共感性の高い人ほど「見ていられない」氣持ちになるものでしょう。その氣持ちは大事にしつつ、「救ってあげたい」には罠がある、「救ってあげようとして自分も相手も疲弊するだけだった」経験がある人は良くわかると思います。
これも「自分には限界がある」という、自分自身の幼児的万能感を打ち砕いていくプロセスが必要で、最初からわかってやれる人はいないでしょう。
「自分がこの人とどこまで付き合うか」を一回一回決める・決まったマニュアルはない
上述した「クレクレ星人」は、関わらないのが一番です。しかし同居家族だったり、職場の人などでそうも言っていられない場合は、「自分がどこまで付き合うか」を決める必要があります。それをこちらが決めないと、「クレクレ星人」はどこまででも境界線を乗り越えてきます。

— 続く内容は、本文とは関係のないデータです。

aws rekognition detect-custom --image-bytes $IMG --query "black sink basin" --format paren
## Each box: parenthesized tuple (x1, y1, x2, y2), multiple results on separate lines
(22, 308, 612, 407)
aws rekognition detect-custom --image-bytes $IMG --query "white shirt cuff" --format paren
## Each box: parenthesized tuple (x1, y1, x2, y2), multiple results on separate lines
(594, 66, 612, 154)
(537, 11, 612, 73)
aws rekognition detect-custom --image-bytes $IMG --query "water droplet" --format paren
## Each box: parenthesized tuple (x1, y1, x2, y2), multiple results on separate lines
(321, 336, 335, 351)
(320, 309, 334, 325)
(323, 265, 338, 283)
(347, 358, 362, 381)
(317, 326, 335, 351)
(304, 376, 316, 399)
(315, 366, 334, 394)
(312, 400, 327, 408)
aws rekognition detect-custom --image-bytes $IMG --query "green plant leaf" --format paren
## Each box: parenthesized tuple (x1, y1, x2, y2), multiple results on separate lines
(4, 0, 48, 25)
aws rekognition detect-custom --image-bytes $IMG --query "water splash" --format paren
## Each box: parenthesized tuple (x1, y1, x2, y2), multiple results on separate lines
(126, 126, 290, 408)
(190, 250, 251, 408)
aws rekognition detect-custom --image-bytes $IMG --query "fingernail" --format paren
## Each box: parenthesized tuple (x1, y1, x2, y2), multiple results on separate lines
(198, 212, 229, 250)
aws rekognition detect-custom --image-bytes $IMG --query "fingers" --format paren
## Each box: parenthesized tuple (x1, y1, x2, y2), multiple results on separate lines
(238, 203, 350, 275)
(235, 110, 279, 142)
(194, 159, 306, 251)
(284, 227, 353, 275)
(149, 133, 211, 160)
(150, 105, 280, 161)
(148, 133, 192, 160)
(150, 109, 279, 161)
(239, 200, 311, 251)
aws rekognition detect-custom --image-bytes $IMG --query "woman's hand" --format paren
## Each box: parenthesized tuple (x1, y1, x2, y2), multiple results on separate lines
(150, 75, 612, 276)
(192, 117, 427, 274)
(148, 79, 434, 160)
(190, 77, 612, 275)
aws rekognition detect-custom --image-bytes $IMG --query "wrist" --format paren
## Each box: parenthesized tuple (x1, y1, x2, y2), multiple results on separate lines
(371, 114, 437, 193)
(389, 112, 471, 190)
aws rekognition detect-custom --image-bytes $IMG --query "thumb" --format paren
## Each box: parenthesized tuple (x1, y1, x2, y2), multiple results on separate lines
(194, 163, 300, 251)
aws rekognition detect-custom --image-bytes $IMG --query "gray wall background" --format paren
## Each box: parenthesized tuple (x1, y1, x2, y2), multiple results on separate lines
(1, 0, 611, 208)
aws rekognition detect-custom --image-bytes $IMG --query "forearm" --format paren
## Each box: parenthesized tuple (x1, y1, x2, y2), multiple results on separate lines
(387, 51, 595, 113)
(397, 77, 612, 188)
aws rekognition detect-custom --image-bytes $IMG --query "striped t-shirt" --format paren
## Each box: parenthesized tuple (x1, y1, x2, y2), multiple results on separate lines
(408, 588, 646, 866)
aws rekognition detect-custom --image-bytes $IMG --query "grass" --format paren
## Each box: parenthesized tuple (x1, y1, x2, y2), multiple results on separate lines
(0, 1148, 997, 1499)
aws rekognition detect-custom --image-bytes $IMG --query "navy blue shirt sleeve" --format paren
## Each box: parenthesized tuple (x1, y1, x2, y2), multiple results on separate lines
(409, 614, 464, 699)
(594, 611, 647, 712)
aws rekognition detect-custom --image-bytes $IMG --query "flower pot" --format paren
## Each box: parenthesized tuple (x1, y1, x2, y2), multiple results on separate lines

「また~されたらどうしよう」の恐れが湧き上がってくる時点で、その相手とはもう付き合いたくないのです。その本音に正直になりつつ、「どこまで付き合うか」「どのように自分の境界線を乗り越えさせず、自分が疲弊しないか」。これは「どんなに言っても変わらない」相手に対しても全く同様です。
浅い付き合いにも意味はあります。深入りしないことが互いのためのこともたくさんあります。その分、自分で自分をあやし、楽しむ習慣が必要で、それがないと自分の方が相手に期待をしては裏切られを繰り返して疲弊してしまいます。
そしてこれには予め決まったマニュアルはありません。人間も状況も千差万別であり、かつ流動的だからです。
私の心理セラピーにおいても、決まったマニュアルはなく、原理原則があるだけです。クライアント様にも「決まった正解を欲しがるのではなく、自分で答えを導き出せる効果的な質問を自分にする」その意義と習慣を身に着けて頂く、この連続なのです。